Devido a esta situação difícil para a perereca-rústica, ela foi classificada como Criticamente em Perigo – CR na Lista da Fauna Brasileira Ameaçada de Extinção (Portaria MMA nº 148, de 07 de junho de 2022).
Esta categoria de ameaça é a mais grave de todas, sendo a última antes da espécie ser considerada extinta na natureza.
Por isso, em 2022 a perereca-rústica foi recomendada pela ASG Brasil para a manutenção ex situ, ou seja, fora do seu ambiente natural.
ASG Brasil: o Grupo de Especialistas de Anfíbios do Brasil (ASG Brasil) tem como objetivo formar uma rede de especialistas que doam seu tempo e conhecimento para criar uma comunidade onde a conservação prática de anfíbios avance com uma base científica sólida.
É nesta importante e desafiadora missão que entra em cenário o Parque das Aves.
A manutenção ex situ da perereca-rústica tem como objetivo assegurar uma população de resgate até que as ameaças a esta espécie em seu ambiente de ocorrência natural diminuam ou cessem.
Ex situ e In situ: para se referir aos animais que vivem em seus ambientes de ocorrência natural é utilizada a expressão latina in situ, isto é, “em seu lugar”. Já para os animais que vivem em outro local, fora de seus habitats, o termo utilizado é ex situ, isto é, “fora do seu lugar”.
Também será possível reintroduzir indivíduos em locais mais seguros no futuro, caso isso seja necessário.
Hoje, o Programa de Conservação ex situ da Perereca-rústica envolve o esforço conjunto da equipe do Parque das Aves, com o apoio do Zoológico de São Paulo e de pesquisadores e estudantes da Universidade Federal de Santa Maria, além de outras instituições brasileiras.
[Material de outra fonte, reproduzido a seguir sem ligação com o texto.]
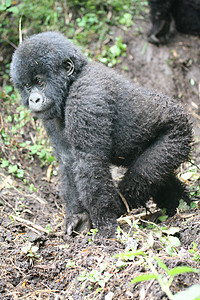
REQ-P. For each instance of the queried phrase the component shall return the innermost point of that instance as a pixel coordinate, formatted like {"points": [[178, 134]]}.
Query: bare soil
{"points": [[53, 270]]}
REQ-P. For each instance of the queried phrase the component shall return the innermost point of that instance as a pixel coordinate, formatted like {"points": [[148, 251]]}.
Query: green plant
{"points": [[165, 277], [92, 234], [111, 55], [195, 252]]}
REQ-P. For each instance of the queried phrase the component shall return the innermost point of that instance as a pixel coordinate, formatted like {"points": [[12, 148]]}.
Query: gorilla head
{"points": [[42, 69]]}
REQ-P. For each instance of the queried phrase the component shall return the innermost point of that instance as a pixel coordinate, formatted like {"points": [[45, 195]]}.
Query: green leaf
{"points": [[181, 270], [12, 169], [192, 293], [173, 241], [171, 230], [161, 264], [144, 277]]}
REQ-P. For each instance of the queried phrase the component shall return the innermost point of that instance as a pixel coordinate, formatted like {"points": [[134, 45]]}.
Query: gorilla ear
{"points": [[69, 66]]}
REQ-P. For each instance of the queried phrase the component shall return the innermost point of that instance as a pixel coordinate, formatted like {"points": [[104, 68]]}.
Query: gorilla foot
{"points": [[77, 223]]}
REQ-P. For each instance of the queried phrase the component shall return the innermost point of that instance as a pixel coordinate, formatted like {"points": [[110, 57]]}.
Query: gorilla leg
{"points": [[152, 173], [97, 191], [169, 194], [77, 218]]}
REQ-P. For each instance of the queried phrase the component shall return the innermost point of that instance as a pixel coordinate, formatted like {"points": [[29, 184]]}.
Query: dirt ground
{"points": [[37, 261]]}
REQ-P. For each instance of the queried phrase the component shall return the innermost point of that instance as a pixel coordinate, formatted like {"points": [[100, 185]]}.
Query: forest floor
{"points": [[37, 261]]}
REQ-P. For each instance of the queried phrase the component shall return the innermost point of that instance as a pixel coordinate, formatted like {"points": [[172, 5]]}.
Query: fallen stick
{"points": [[38, 227]]}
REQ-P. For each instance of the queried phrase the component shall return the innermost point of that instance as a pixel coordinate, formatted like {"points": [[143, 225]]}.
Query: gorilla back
{"points": [[95, 118]]}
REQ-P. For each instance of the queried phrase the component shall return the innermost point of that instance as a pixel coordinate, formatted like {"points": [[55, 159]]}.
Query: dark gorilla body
{"points": [[96, 118], [185, 13]]}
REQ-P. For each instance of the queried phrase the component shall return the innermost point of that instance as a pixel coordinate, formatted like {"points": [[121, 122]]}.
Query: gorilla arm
{"points": [[89, 128]]}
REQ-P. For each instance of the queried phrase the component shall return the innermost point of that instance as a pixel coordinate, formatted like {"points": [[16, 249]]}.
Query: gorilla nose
{"points": [[35, 98], [35, 102]]}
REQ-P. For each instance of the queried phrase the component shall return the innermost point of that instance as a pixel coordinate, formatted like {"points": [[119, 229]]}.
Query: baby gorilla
{"points": [[96, 118]]}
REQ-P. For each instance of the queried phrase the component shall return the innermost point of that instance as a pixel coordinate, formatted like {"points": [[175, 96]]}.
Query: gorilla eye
{"points": [[39, 82], [28, 86]]}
A ação de conservação ex situ também recebe apoio do Instituto Chico Mendes de Conservação da Biodiversidade – ICMBio, por meio do Plano de Ação para a Conservação da Herpetofauna do Sul do Brasil (PAN Herpetofauna Sul) e da ASG Brasil, por meio do Plano Estratégico de Conservação de Anfíbios Brasileiros.
Esperamos que o resultado desse esforço conjunto seja a retirada da perereca-rústica da lista de espécies ameaçadas no futuro.